Roy Fisher, The Ship’s Orchestra Ian Pople
Even amid the heterogeneity of Fisher’s poetry, The Ship’s Orchestra first published in 1966, is unusual. The Orchestra occupies fifty-eight pages of prose and was first published in one of Stuart Montgomery’s elegant little Fulcrum hardbacks. Its original cover is a woodcut by David Jones of Noah and his family supervising the building of the ark. The woodcut is in Jones’s signature mixture of delicacy and strong lines; in the top left-hand corner of the woodcut, Noah appears to be having his ear bent by a female figure, perhaps Mrs Noah. A group of people just above Noah and Mrs N. are clearly casting sardonic glances at Noah and toasting, ironically perhaps, the bones of the hull of the Ark below them. In the top of the picture, a pair of stylised cranes flies from right to left.

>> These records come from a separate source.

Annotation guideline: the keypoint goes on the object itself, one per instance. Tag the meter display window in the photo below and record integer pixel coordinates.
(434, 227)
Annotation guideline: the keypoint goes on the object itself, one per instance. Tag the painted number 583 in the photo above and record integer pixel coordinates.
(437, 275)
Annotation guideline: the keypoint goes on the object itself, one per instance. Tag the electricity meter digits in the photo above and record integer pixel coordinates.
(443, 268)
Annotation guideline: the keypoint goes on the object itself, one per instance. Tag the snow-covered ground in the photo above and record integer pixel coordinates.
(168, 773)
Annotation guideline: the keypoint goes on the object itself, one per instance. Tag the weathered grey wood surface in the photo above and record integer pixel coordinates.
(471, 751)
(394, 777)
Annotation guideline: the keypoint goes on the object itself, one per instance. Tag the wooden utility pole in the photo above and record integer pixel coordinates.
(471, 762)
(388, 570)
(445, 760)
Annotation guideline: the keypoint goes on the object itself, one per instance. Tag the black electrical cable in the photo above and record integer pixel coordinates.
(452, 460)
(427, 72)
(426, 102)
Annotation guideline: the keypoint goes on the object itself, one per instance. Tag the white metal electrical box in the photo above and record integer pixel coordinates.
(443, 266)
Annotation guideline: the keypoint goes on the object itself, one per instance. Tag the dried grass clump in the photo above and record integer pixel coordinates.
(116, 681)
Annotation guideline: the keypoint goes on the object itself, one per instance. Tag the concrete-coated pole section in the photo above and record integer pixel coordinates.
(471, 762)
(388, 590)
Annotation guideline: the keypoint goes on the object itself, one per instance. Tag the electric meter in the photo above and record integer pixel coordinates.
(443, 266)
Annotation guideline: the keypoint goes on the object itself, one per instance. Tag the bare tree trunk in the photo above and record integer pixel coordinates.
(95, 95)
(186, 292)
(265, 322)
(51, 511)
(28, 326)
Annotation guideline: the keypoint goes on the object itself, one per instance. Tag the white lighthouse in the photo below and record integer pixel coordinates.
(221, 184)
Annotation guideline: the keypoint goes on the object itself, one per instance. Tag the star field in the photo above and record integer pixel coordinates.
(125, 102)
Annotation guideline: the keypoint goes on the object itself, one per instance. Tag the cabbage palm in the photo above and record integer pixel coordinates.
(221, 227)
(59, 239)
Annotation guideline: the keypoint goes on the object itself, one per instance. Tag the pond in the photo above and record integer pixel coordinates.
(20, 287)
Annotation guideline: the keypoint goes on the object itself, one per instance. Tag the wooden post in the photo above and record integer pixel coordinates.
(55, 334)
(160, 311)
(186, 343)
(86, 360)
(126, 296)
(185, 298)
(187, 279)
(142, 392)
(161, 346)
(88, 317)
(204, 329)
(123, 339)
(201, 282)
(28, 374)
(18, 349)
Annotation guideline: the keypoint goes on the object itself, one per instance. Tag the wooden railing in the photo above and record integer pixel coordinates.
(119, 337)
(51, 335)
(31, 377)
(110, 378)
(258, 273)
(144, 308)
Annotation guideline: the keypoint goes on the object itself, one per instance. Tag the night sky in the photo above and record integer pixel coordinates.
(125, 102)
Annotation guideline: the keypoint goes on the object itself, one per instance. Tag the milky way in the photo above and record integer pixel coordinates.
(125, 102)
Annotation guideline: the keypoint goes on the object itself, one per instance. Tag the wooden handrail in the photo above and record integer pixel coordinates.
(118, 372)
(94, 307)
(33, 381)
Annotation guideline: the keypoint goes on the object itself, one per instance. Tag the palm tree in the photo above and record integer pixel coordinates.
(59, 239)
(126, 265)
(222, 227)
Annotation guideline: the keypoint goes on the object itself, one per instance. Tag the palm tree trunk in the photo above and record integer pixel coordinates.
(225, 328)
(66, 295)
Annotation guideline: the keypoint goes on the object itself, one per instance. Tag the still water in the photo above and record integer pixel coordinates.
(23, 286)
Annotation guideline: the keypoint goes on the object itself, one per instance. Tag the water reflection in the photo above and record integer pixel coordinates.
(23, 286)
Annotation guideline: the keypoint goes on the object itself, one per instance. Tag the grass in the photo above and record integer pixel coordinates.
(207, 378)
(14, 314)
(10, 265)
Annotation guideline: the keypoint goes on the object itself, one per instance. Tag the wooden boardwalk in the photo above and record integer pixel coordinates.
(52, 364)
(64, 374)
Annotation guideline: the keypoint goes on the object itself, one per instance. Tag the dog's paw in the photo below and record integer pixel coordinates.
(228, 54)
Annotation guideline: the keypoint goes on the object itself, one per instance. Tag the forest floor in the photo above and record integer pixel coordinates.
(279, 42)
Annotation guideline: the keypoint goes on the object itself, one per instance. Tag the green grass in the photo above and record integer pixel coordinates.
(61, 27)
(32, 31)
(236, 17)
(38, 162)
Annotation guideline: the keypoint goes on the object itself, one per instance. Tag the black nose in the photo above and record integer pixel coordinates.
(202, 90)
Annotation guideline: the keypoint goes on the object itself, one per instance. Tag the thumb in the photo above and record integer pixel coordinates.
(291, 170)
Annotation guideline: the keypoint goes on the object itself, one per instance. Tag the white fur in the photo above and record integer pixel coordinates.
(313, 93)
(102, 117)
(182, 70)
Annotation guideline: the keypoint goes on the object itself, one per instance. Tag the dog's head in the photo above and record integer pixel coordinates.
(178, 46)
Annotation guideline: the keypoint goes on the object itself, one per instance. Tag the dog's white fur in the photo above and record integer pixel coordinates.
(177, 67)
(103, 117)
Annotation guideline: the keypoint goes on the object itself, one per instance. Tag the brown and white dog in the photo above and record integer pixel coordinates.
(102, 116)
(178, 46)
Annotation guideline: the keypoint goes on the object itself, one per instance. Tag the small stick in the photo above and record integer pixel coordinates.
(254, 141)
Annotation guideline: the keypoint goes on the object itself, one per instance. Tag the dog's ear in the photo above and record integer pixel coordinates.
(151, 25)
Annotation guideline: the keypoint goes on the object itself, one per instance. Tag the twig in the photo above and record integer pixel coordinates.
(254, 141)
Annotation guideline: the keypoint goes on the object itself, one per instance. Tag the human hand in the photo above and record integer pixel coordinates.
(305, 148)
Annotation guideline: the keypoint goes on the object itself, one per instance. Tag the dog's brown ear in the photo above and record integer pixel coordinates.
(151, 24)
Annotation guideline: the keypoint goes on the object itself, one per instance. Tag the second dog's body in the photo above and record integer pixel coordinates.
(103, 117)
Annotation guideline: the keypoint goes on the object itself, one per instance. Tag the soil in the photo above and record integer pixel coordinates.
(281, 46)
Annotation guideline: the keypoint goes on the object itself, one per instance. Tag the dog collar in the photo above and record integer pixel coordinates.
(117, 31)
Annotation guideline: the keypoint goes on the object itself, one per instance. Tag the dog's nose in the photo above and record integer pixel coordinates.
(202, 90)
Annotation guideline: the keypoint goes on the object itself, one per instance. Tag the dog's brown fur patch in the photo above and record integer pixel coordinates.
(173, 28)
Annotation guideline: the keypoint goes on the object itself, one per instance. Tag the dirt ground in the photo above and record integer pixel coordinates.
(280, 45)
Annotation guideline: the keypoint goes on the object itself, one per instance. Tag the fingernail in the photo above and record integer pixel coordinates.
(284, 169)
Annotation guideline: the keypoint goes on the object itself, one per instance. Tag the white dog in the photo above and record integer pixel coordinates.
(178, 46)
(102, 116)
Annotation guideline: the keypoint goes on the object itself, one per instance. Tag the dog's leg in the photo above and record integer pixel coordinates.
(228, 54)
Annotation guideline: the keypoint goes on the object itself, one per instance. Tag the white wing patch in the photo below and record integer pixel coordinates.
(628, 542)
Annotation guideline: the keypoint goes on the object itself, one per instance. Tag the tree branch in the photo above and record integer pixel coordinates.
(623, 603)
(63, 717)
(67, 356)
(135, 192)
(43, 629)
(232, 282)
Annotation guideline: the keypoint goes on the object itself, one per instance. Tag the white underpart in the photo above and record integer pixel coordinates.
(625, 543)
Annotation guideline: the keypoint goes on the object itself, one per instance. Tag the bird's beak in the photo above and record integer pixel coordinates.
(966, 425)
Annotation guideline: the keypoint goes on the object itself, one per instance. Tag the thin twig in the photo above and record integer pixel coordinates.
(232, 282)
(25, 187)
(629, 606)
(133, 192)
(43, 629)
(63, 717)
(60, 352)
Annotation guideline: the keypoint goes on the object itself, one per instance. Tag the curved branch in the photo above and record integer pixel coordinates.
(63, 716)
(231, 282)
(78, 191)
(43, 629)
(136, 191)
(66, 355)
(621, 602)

Yet, that illustration has little or nothing to do with the book-length prose poem between the covers. The narrative of the poem, such as it is, features six characters, who are players in a ship’s orchestra which never actually plays. The orchestra consists of two female players: Joyce, who is the drummer, Amy, the trombonist, and three male players: the unnamed narrator of the piece, who is the piano player, Dougal the bassist, and Merrett, who plays a white, plastic alto saxophone, this latter, perhaps, Fisher’s nod to the avant-garde saxophonist Ornette Coleman. Towards the end, a trumpeter, Henrik, appears from the sick bay.

Fisher has stated that he got the idea for the text from Picasso’s ...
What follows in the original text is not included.